Como a tecnologia opera, coletor no leito, riser de 4 km e navio-plataforma
O conceito técnico mais adotado envolve três blocos, um veículo coletor que rasteja no leito, um tubo vertical (riser) com até ~4 km para elevar a polpa à superfície e um navio-plataforma que separa nódulos de sedimentos e devolve a água tratada ao mar.
Testes em escala piloto já ocorreram: em 2022, um programa no Pacífico elevou mais de 3 mil toneladas de nódulos, fornecendo dados sobre desempenho mecânico e comportamento das plumas de sedimento. Esses ensaios ajudam a calibrar modelos e práticas de monitoramento ambiental.
Universidades como o MIT desenvolveram estudos de campo e modelagem para entender a pluma que se forma no meio da coluna d’água e no rastro do coletor, um dos principais vetores de impacto potencial em organismos filtradores e no ciclo do carbono.
Impactos ambientais da mineração no fundo do mar: o que a ciência já sabe (e o que ainda falta medir)
Evidências recentes apontam que as marcas físicas e mudanças ecológicas em áreas perturbadas podem persistir por décadas. Em 2025, um estudo na Nature reportou alterações duradouras na comunidade bentônica, mesmo com sinais parciais de recolonização, corroborando achados de centros europeus.
O ruído subaquático somado à operação contínua de navios e bombas pode afetar mamíferos marinhos a longas distâncias; pesquisas e modelagens vêm destacando o risco para baleias e golfinhos, pressionando por limites operacionais e zonas de exclusão acústica.
Outra frente sensível é a pluma de sedimentos, tanto a levantada no fundo quanto a devolvida na coluna d’água. A extensão, a granulometria e a persistência dessa pluma influenciam impactos em organismos filtradores e podem alterar funções ecossistêmicas pouco compreendidas.

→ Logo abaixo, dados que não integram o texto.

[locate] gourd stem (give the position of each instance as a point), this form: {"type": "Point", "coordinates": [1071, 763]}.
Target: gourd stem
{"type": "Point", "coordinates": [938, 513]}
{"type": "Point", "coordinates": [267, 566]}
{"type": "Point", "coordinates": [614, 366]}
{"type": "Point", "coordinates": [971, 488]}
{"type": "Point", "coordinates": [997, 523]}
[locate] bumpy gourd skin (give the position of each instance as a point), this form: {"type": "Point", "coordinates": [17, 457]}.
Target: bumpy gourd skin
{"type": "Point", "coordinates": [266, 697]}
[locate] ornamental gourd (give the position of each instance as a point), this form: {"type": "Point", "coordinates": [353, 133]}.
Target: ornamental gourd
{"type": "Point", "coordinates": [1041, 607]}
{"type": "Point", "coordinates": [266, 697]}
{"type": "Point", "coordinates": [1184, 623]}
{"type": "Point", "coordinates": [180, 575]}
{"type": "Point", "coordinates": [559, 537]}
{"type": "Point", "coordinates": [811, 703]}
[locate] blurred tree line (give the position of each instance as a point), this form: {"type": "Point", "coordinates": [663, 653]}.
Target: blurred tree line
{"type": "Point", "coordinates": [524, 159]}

Governança e economia: moratória cresce, cadeias de suprimento na balança
Sem um Mining Code definitivo, países e empresas operam entre incentivos econômicos e incertezas regulatórias. Em julho, a ISA celebrou avanços institucionais, mas o texto final das regras comerciais ainda não foi fechado.
A pressão por pausa, moratória ou banimento ganhou tração: ao menos 38 países já manifestaram apoio a alguma dessas medidas, enquanto empresas e investidores pedem critérios robustos de ciência, transparência e responsabilidade.

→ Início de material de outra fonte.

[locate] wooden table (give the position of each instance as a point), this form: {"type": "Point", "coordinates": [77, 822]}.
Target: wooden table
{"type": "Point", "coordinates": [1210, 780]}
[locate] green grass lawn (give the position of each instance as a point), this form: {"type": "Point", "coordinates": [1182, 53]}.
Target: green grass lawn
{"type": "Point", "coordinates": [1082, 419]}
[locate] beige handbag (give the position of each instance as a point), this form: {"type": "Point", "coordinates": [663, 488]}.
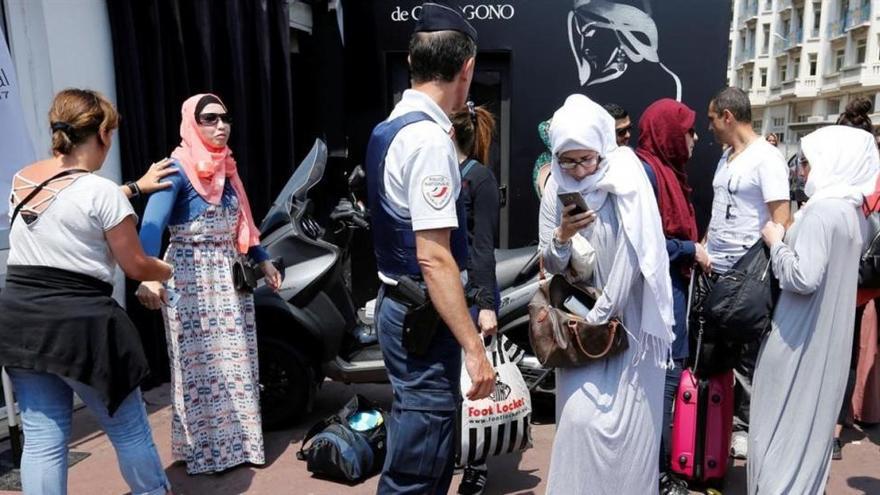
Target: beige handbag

Do lado pró-mineração, o argumento central é segurança de suprimento e diversificação longe de cadeias concentradas em poucos países. O contra-argumento ressalta riscos reputacionais, incertezas de custo e potenciais passivos ambientais que podem inviabilizar projetos no médio prazo.

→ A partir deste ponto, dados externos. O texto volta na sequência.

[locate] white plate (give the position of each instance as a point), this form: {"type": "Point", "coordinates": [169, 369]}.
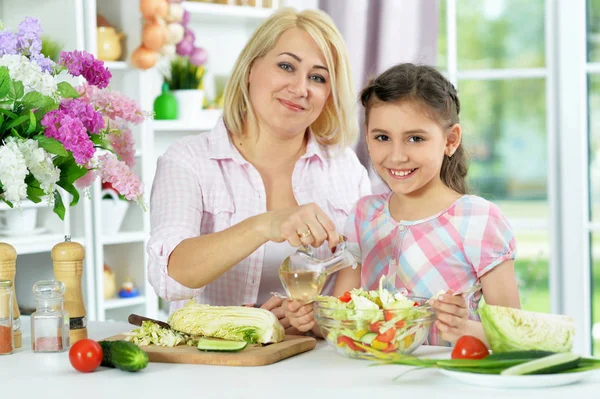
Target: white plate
{"type": "Point", "coordinates": [516, 381]}
{"type": "Point", "coordinates": [18, 233]}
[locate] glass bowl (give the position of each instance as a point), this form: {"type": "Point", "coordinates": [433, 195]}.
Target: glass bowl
{"type": "Point", "coordinates": [364, 334]}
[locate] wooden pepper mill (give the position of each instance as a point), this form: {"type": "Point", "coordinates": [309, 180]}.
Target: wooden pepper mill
{"type": "Point", "coordinates": [67, 258]}
{"type": "Point", "coordinates": [8, 262]}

O que observar nos próximos meses (e por que isso importa para o Brasil)
Nos EUA, o calendário regulatório da NOAA — com audiências e análise de contribuições — dirá a velocidade real do caminho doméstico. Qualquer aprovação de permits comerciais será um marco com repercussões para a governança global.
Na ISA, espera-se continuidade das negociações sobre regras ambientais, monitoramento e responsabilidade. Cada avanço normativo pode redefinir custos, prazos e exigências de mitigação.
Para o Brasil, a pauta cruza diplomacia oceânica, ciência e pesca em alto-mar. O país tem interesse direto em cadeias de níquel e cobre, mas também na conservação de estoques e serviços ecossistêmicos marinhos — uma discussão que tende a crescer em 2025/26 com novos dados científicos e decisões multilaterais.